In recent years Tom has returned to his early love of composing. I make comparisons with Huw Watkins and Stephen Hough, both active pianist/composers. Do Tom’s two callings ever collide?

“Historically, a huge number of composers were also performing pianists (and often master improvisers too), and it’s only really in the modern age that musicians seem to feel a need to specialise more narrowly and some of these skills have become rarer.
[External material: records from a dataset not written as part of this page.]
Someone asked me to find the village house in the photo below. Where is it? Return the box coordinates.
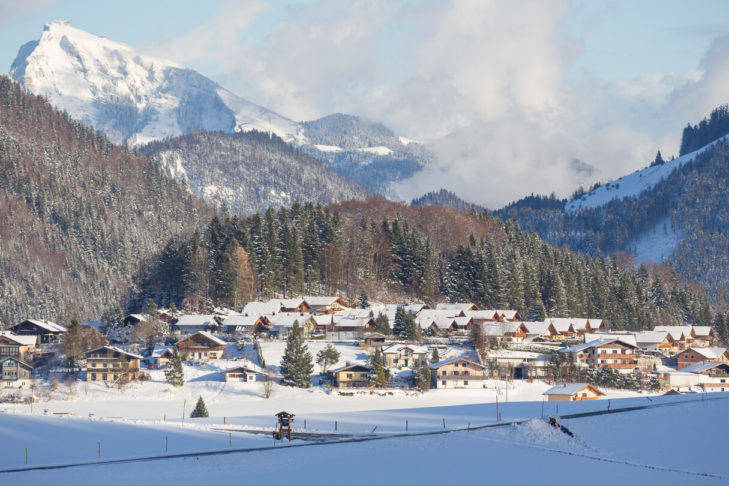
[559,337,638,373]
[329,361,372,388]
[148,346,175,368]
[675,346,729,370]
[223,314,273,335]
[0,356,33,388]
[669,361,729,392]
[382,344,428,368]
[0,331,37,361]
[172,314,218,334]
[429,357,489,388]
[360,332,387,348]
[10,319,67,344]
[543,383,605,402]
[176,331,226,360]
[223,362,273,383]
[83,346,143,382]
[304,296,349,314]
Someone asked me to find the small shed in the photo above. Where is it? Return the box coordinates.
[543,383,605,402]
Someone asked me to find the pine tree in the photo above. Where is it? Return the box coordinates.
[357,289,370,309]
[165,347,185,388]
[369,348,387,386]
[190,395,209,418]
[281,322,314,388]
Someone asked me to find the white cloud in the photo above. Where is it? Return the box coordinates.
[139,0,729,207]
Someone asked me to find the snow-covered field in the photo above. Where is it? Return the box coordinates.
[0,394,729,486]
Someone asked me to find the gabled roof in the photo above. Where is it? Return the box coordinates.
[542,383,605,396]
[330,363,372,373]
[428,356,486,370]
[83,346,144,359]
[559,336,637,353]
[679,361,729,374]
[175,314,214,327]
[149,346,175,358]
[0,331,36,346]
[677,347,726,359]
[177,331,228,346]
[20,319,68,332]
[382,344,428,354]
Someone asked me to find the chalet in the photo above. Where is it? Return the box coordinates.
[653,326,695,349]
[435,302,478,312]
[84,346,143,382]
[693,326,714,347]
[223,362,273,383]
[543,383,605,402]
[360,332,387,347]
[223,314,273,334]
[266,312,316,339]
[382,344,428,368]
[481,321,528,343]
[304,296,349,314]
[176,331,226,359]
[633,331,678,354]
[0,356,33,388]
[330,362,372,388]
[559,338,638,373]
[10,319,67,344]
[0,331,37,360]
[681,361,729,392]
[173,314,217,334]
[326,315,377,341]
[429,357,489,388]
[149,346,175,368]
[675,346,729,370]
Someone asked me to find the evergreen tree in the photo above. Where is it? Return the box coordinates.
[357,289,370,309]
[190,395,209,418]
[316,344,341,373]
[281,322,314,388]
[369,348,387,387]
[165,347,185,388]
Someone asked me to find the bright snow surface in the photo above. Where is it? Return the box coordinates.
[0,394,729,486]
[565,137,726,212]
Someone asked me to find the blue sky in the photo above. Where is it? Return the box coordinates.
[0,0,729,205]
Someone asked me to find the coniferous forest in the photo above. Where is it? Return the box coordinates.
[137,199,714,329]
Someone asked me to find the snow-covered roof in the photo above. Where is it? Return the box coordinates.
[680,361,729,373]
[633,331,668,345]
[20,319,67,332]
[382,344,428,354]
[694,326,714,337]
[149,346,175,358]
[0,331,36,346]
[175,314,213,327]
[241,301,281,317]
[585,332,638,346]
[428,356,486,370]
[542,383,605,396]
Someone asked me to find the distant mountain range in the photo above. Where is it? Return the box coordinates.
[10,22,433,204]
[493,109,729,303]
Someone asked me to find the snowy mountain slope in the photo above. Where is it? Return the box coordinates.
[10,22,298,144]
[565,136,727,212]
[10,22,432,194]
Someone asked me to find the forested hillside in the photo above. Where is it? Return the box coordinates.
[0,76,212,325]
[142,131,370,214]
[137,200,713,329]
[494,107,729,306]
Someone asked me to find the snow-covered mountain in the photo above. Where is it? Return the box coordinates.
[10,22,432,195]
[10,22,299,144]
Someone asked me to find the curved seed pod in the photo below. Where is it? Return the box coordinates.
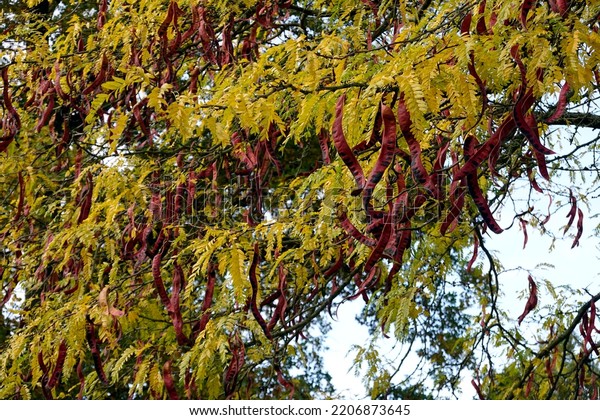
[467,51,488,115]
[453,116,516,179]
[520,0,536,29]
[518,275,538,325]
[571,209,583,248]
[77,172,94,224]
[475,0,488,35]
[460,12,473,36]
[47,340,67,389]
[364,214,392,273]
[362,104,396,215]
[323,248,344,278]
[513,99,554,155]
[347,267,381,301]
[563,189,577,234]
[35,89,55,133]
[193,267,217,339]
[163,360,179,400]
[527,168,544,194]
[464,135,503,234]
[77,360,85,400]
[471,379,485,400]
[542,194,552,225]
[152,253,171,310]
[546,82,571,124]
[467,233,479,273]
[81,54,108,95]
[333,95,365,191]
[337,210,377,247]
[428,141,450,201]
[96,0,108,31]
[533,149,550,181]
[168,262,189,346]
[555,0,569,16]
[318,128,331,165]
[519,217,529,249]
[275,366,295,399]
[248,243,273,340]
[86,316,108,384]
[398,96,429,184]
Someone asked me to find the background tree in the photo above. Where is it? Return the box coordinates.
[0,0,600,398]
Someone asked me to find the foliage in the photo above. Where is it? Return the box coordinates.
[0,0,600,398]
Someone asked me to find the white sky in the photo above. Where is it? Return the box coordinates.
[324,130,600,399]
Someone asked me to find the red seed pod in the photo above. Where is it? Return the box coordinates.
[337,210,377,247]
[163,360,179,400]
[464,135,503,234]
[467,234,479,273]
[86,317,108,384]
[518,275,538,325]
[571,209,583,248]
[35,89,55,133]
[460,12,473,36]
[475,0,488,35]
[546,82,571,124]
[563,189,577,234]
[364,214,392,273]
[333,95,365,191]
[248,243,273,340]
[47,340,67,389]
[362,104,396,215]
[520,0,536,29]
[398,96,429,184]
[81,54,109,95]
[519,217,529,249]
[318,128,331,165]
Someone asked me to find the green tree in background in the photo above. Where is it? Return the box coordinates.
[0,0,600,399]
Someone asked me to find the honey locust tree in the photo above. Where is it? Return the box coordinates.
[0,0,600,398]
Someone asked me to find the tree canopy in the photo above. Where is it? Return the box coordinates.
[0,0,600,399]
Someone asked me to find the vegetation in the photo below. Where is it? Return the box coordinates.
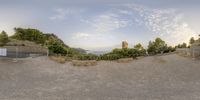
[147,38,175,55]
[0,31,9,46]
[12,28,45,44]
[189,37,195,45]
[0,28,177,60]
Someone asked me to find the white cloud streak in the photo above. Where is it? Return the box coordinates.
[128,5,197,45]
[50,8,83,20]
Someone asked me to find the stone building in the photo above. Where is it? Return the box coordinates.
[122,41,128,49]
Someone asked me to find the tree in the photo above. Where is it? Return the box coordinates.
[181,43,187,48]
[0,31,9,45]
[13,28,45,44]
[190,37,195,45]
[147,38,168,54]
[134,43,144,50]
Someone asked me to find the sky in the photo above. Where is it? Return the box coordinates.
[0,0,200,50]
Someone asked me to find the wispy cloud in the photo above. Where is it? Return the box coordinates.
[122,4,197,44]
[50,8,83,20]
[81,12,129,34]
[73,32,90,40]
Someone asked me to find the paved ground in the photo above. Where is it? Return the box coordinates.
[0,55,200,100]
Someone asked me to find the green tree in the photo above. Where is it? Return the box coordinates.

“It was music I fell in love with at a young age, rather than the piano specifically, so I’ve always tried to keep my horizons as broad as I can. That said, playing the piano is very much the focus of my life. My childhood composing aspirations fell a bit by the wayside in my 20s as my performing career took off, but recently I’ve returned to the composing a little more.

“I tend to write in a slightly lighter vein than most contemporary composers - my most recent work is a music-theatre piece called The Depraved Appetite of Tarrare the Freak, scored for two singers, two instrumentalists and two puppeteers. It received a three-week run at Wilton’s Music Hall in London earlier this year, and one of the most gratifying things for me was to hear the venue staff whistling and humming the tunes to themselves as they tidied up after the performances.”

Which reminds me of the cleaning-ladies dancing in the Queen’s Hall corridors during Sir Adrian Boult’s rehearsals of Holst’s Jupiter before the premiere of The Planets in 1918.

This glamorous Symphony Hall event seems far removed from more intimate offerings elsewhere. How does Tom juggle such demands upon his performing persona?

“I actually feel very lucky that the 21st-century musician is expected to be increasingly versatile and adaptable, as I’ve always thrived on diverse musical experiences. So I love the different challenges of performing a big concerto in a major hall one night, and an intimate chamber concert in a tiny church the next.

“I’m particularly excited about this Symphony Hall concert for two reasons – firstly because Mozart Concertos are just about my favourite music in the world (No. 21 is one of the most radiant of all), and secondly because it’s my first time playing a concerto in this truly wonderful venue. I’ve sat in the audience for a number of concerts there in the past, but the only other time I appeared on stage was back when I was a teenage cellist in my youth orchestra, the Oxfordshire County Youth Orchestra.”

Tom Poster’s performance of Mozart’s Piano Concerto no.21 in C major (thank goodness most advertisers have at last dropped its connection with the mawkish film Elvira Madigan) forms part of this all-Mozart programme conducted by Adrian Lucas, which begins with the Magic Flute overture and concludes with the heartbreaking Requiem, the City of Birmingham Choir doing the honours.

The City of Birmingham Choir rocks up again at Symphony Hall on Saturday, November 11 for two concerts given by the CBSO (2.30pm and 7.30pm), a programme of Spectacular Classics conducted by Anthony Inglis .

Another city choir, the Birmingham Choral Union, steps in on the Sunday afternoon next day for a Grand Organ Gala (Darius Battiwalla aloft at the magnificent instrument), featuring all kinds of popular goodies.